If you've never chased striped bass in clear, shallow water, you owe it to yourself to experience this side of the fishery. It is demanding at times but oh so rewarding.

We are seeing more young of the year alewives dropping down river on their way to the ocean, and a strong outgoing tide can produce some good surface feeds when the bait and bass intersect. On one of those challenging weather morning, we tracked down a dispersed group of stripers on a flat that had decent current washing across it at the end of the out tide. The north wind had robbed us of much of our visibility into the water but the bass were popping these little alewives as they were swept across the flat. It was a fun way to finish the trip as the stripers put all fear aside and demolished anything that we threw near them.

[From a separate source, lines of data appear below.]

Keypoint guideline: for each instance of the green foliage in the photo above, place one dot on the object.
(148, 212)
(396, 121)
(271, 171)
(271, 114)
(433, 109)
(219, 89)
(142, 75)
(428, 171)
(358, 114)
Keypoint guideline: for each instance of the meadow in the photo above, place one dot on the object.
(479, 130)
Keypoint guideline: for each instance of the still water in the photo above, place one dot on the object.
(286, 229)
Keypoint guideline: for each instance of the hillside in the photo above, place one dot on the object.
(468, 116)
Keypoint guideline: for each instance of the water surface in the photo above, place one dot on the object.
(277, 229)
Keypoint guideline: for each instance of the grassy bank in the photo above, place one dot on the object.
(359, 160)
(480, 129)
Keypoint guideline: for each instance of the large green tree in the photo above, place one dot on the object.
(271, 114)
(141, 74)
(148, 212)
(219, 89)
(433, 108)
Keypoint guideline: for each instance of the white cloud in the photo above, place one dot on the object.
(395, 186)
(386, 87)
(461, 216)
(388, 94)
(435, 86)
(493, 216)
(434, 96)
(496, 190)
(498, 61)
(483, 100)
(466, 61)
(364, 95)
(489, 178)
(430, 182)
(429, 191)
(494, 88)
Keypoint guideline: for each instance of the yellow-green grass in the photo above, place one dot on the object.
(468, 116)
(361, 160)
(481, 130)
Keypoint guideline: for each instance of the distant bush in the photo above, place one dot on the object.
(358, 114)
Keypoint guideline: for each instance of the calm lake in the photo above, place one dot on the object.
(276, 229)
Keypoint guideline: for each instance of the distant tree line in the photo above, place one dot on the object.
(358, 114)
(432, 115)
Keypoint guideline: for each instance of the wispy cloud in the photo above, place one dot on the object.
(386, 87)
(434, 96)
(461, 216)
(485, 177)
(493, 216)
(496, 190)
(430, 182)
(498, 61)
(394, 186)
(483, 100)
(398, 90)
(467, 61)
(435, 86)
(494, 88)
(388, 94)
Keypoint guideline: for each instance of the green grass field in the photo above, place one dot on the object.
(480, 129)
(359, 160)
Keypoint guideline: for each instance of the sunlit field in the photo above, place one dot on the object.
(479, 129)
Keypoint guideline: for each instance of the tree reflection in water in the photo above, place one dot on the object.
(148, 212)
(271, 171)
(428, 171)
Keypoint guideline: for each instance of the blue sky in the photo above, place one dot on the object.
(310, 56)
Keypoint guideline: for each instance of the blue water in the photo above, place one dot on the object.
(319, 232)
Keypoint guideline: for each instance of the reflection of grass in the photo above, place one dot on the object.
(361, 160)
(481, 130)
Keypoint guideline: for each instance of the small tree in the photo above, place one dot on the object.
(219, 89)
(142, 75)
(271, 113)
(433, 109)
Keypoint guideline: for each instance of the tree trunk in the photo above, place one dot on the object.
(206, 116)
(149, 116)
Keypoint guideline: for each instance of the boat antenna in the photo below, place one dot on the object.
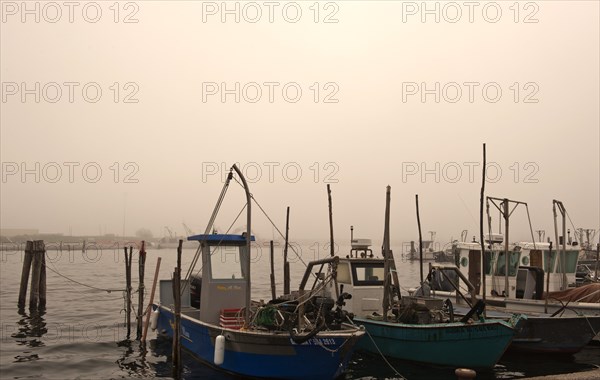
(246, 264)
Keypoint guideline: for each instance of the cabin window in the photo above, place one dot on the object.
(225, 263)
(489, 259)
(367, 274)
(570, 262)
(513, 263)
(549, 260)
(344, 273)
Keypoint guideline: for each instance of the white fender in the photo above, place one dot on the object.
(154, 319)
(219, 350)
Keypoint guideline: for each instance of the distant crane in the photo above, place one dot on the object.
(188, 230)
(171, 235)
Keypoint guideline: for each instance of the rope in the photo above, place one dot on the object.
(273, 224)
(81, 283)
(208, 227)
(380, 353)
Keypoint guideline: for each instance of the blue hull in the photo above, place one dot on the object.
(262, 354)
(477, 345)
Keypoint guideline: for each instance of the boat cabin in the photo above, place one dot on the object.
(363, 278)
(528, 266)
(224, 282)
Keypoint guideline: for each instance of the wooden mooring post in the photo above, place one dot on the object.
(34, 262)
(141, 268)
(177, 329)
(151, 301)
(286, 264)
(128, 289)
(273, 289)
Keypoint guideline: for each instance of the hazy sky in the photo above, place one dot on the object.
(389, 95)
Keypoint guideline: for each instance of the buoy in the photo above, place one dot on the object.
(465, 373)
(154, 319)
(219, 350)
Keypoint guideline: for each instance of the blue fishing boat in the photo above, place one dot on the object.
(419, 328)
(301, 337)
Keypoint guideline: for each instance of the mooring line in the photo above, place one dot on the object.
(82, 284)
(378, 350)
(383, 356)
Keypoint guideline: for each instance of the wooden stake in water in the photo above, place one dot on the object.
(141, 267)
(149, 312)
(273, 290)
(481, 198)
(420, 240)
(25, 274)
(39, 251)
(177, 329)
(128, 289)
(286, 264)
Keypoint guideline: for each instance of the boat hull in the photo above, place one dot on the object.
(263, 354)
(546, 334)
(477, 345)
(560, 335)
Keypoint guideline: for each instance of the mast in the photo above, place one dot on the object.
(387, 296)
(563, 253)
(481, 198)
(248, 240)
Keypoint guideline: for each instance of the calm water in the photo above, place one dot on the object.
(81, 334)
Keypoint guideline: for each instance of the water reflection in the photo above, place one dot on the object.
(133, 359)
(31, 328)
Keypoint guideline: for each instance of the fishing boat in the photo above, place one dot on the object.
(419, 329)
(552, 326)
(300, 337)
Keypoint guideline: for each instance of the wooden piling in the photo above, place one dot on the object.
(39, 251)
(597, 260)
(42, 301)
(273, 290)
(420, 240)
(177, 330)
(151, 301)
(286, 264)
(141, 268)
(331, 242)
(25, 273)
(128, 289)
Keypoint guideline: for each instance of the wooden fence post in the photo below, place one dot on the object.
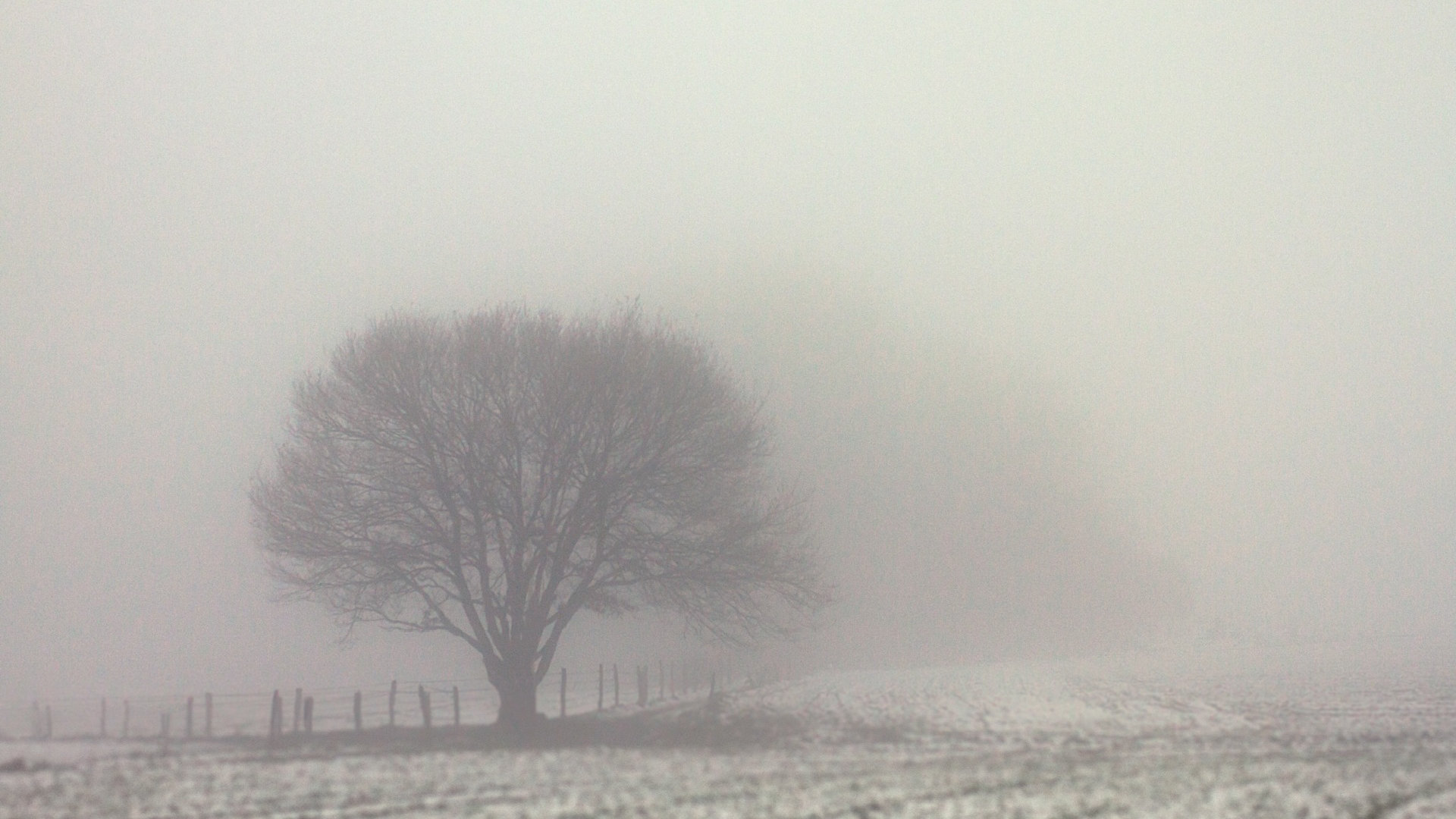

I've been getting good reports from other guides about the fishing along the beaches from Popham to Small Point, which is in keeping with trends of past years. Our nights have been noticeably cooler recently and it is clear that we have one foot in summer and one in fall here in Maine. This is a fabulous time to fish and with the clock ticking on the season, there's no time to put off a trip. Get out.

I'm furiously rerigging lines, restocking fly boxes, reordering jigs, as I prepare to head to the Cape for albie season. I have the fever...in a bad way.

Peter

Capt. Peter Fallon

Gillies & Fallon Guide Service, LLC.